LIBRO, an acronym for "The Library of Iberian Resources Online", is a unique collection of secondary sources about Medieval Spain (defined as the fourth through seventeenth centuries), created in 1999 by the American Academy of Research Historians of Medieval Spain.
"Secondary" here means fairly recent history books about the period. "Primary" means usually eyewitness sources--or as close as possible in time to the original event. In medieval terms, all medieval-era sources are considered primary.
There are a lot of books online, not least the famous Gutenberg Project. However, all of those that legally appear on the Web have seen their copyrights expire and have entered Public Domain. Usually, this cannot happen until at least 70 years after the death of the author. This makes any history books online, unless they contain significant primary source material, not very useful to an academic historian.

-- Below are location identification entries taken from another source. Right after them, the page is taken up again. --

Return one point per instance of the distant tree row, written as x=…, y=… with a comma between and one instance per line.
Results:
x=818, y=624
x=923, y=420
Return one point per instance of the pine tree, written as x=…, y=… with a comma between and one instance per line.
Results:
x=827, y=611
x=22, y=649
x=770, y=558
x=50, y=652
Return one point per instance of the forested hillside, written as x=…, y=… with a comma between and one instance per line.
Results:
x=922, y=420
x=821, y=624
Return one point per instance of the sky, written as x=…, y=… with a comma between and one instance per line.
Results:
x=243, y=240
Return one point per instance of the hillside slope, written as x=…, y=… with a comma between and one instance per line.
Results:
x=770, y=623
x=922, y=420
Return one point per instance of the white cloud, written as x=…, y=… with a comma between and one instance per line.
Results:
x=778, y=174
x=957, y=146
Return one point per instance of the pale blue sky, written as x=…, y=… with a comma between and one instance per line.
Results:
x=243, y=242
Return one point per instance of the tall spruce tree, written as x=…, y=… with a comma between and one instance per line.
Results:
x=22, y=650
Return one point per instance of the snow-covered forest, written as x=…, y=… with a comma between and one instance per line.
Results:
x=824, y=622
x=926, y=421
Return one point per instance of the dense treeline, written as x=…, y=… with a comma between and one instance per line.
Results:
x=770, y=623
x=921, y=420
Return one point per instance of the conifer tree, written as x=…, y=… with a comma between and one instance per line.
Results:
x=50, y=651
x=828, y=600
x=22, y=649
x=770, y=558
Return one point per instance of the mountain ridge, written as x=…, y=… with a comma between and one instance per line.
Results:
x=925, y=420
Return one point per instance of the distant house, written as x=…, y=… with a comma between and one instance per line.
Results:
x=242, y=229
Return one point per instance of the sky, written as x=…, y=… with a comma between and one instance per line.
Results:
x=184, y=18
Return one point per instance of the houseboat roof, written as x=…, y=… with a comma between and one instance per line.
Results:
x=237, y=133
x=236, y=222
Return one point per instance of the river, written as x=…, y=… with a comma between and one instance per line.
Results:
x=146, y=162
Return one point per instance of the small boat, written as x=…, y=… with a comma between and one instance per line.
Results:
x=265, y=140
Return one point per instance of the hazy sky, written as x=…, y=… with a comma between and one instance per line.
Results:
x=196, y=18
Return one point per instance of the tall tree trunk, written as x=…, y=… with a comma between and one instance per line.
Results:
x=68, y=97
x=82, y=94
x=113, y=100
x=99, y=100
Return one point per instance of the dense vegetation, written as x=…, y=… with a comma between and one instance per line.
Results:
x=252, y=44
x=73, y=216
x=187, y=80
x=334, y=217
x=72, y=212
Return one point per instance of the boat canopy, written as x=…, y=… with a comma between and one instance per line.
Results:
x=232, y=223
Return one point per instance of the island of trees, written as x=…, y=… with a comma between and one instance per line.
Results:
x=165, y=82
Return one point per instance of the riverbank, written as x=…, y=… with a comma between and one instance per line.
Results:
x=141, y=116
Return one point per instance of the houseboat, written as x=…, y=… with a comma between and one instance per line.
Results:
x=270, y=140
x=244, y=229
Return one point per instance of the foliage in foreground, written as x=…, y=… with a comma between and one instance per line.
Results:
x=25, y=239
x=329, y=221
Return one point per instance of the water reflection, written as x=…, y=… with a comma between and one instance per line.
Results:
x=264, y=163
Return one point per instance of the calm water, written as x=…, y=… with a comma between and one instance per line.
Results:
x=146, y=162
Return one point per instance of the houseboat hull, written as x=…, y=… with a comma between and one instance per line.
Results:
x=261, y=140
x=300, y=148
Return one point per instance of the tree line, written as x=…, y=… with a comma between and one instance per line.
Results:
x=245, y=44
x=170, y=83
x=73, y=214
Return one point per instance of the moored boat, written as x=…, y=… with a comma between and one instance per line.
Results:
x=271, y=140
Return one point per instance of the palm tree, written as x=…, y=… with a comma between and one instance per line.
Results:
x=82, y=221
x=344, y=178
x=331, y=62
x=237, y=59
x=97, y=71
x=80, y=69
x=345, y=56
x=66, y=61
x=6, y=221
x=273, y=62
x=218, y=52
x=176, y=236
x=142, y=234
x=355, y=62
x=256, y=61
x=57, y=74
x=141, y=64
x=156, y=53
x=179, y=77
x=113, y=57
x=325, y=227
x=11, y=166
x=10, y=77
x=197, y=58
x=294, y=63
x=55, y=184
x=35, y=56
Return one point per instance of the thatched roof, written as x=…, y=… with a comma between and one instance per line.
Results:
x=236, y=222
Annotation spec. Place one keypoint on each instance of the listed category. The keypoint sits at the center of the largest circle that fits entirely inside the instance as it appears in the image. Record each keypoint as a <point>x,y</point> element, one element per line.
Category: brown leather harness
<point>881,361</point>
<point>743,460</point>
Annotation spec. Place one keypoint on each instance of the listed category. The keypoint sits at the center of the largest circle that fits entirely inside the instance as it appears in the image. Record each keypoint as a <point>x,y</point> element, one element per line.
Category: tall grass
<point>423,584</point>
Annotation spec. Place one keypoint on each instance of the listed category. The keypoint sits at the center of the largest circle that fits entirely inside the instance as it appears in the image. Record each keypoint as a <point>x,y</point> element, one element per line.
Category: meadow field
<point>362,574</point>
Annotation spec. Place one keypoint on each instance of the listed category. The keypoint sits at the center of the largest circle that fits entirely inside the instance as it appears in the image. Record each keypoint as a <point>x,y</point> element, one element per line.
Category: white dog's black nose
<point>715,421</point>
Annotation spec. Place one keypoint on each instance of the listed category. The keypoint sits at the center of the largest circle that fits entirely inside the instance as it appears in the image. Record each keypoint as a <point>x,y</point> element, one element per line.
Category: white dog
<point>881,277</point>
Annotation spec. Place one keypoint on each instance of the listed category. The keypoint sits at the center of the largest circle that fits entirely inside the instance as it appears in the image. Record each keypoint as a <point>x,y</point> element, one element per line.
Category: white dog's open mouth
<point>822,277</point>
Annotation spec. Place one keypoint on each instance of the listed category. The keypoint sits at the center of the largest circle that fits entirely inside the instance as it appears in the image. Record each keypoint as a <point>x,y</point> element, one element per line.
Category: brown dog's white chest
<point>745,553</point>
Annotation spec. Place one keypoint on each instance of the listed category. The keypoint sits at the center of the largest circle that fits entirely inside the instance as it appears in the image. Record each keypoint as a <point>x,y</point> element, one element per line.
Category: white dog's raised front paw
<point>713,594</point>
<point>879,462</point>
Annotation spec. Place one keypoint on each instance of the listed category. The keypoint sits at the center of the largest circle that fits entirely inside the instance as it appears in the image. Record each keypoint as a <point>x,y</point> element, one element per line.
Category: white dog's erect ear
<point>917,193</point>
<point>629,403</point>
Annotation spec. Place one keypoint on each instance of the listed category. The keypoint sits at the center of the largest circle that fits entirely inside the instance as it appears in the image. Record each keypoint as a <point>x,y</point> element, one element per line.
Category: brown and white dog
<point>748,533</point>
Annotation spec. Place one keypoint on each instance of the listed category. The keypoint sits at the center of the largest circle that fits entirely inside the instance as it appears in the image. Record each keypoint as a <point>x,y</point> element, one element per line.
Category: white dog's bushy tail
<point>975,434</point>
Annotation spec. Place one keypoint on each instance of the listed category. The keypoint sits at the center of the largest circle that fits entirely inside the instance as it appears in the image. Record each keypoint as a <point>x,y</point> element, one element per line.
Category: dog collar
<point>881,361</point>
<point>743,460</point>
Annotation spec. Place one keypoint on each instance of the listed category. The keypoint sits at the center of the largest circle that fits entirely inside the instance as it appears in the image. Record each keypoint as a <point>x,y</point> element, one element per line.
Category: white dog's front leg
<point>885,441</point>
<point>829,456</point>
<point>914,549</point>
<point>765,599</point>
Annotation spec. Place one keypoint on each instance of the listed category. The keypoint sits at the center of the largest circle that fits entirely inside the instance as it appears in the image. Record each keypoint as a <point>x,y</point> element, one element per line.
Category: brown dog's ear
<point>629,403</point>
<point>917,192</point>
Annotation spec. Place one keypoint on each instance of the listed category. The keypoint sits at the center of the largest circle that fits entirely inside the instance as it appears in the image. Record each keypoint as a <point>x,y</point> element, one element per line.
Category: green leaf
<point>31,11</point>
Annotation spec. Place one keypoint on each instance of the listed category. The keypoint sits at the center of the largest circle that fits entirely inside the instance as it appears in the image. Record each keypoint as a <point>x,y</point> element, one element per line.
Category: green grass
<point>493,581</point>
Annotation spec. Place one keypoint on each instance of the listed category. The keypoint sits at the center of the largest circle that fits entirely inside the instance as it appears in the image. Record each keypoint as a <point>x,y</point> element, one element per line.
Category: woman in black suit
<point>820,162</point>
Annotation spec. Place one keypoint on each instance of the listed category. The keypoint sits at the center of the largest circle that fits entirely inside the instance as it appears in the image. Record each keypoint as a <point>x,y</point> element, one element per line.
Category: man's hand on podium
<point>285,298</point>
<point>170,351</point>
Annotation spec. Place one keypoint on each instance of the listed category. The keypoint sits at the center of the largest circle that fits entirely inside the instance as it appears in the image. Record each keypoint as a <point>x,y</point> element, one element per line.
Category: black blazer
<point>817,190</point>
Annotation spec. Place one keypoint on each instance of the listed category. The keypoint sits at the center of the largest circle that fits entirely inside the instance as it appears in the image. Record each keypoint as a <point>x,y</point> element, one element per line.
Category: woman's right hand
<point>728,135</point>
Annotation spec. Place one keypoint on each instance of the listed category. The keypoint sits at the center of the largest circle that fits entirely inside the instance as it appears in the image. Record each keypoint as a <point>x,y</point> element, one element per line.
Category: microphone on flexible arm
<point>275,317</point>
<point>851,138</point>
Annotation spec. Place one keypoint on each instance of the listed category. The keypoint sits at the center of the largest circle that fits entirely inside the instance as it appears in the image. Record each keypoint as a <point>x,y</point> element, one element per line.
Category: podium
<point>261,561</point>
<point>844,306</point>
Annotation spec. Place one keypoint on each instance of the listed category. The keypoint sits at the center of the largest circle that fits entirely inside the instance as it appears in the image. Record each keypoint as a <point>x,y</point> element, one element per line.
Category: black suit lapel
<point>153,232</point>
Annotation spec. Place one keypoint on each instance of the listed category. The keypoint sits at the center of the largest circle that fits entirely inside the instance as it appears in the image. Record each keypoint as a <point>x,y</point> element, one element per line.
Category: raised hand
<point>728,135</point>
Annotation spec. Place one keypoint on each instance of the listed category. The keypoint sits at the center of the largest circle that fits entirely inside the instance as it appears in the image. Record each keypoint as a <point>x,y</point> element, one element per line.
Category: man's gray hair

Historical research can progress quickly within a single decade, let alone seven.
However, LIBRO has found a way around this. Most academic books remain in print only for a few years with a single publisher. Then, the copyright reverts to the author. Only a few ("bestsellers" like Malcolm Barber's general history of the Templars, "The New Knighthood") see a second printing, let alone republication in paperback, which extends the book's exposure and marketability. In the LIBRO project, significant authors in the field have agreed to let LIBRO post their books online once they have gone out of print.
There are limitations, of course. All of the books on LIBRO are in English, even though much of the most original work in Spain is in Spanish, Portuguese or Catalan. The earliest book was published in 1906 (Henry Lea's History of the Spanish Inquisition), the latest in 1998. The list is certainly not comprehensive, but it does provide the academic with a number of otherwise expensive and/or difficult to find sources. It also gives the casual reader a good collection to start off in delving into the academic historiography of Medieval Spain. For example, one major history of this week's article subject, Queen Urraca of Castile and Léon, "The Kingdom of León-Castilla
under Queen Urraca, 1109-1126" by Bernard F. Reilly, is found on LIBRO.
LIBRO is one of those collections that are helpful to both academic and popular historians. While films like El Cid (this week's film review) are great fun, we don't need them to fill in our history--not in the age of the World Wide Web, when real history is out there, waiting to be found and read.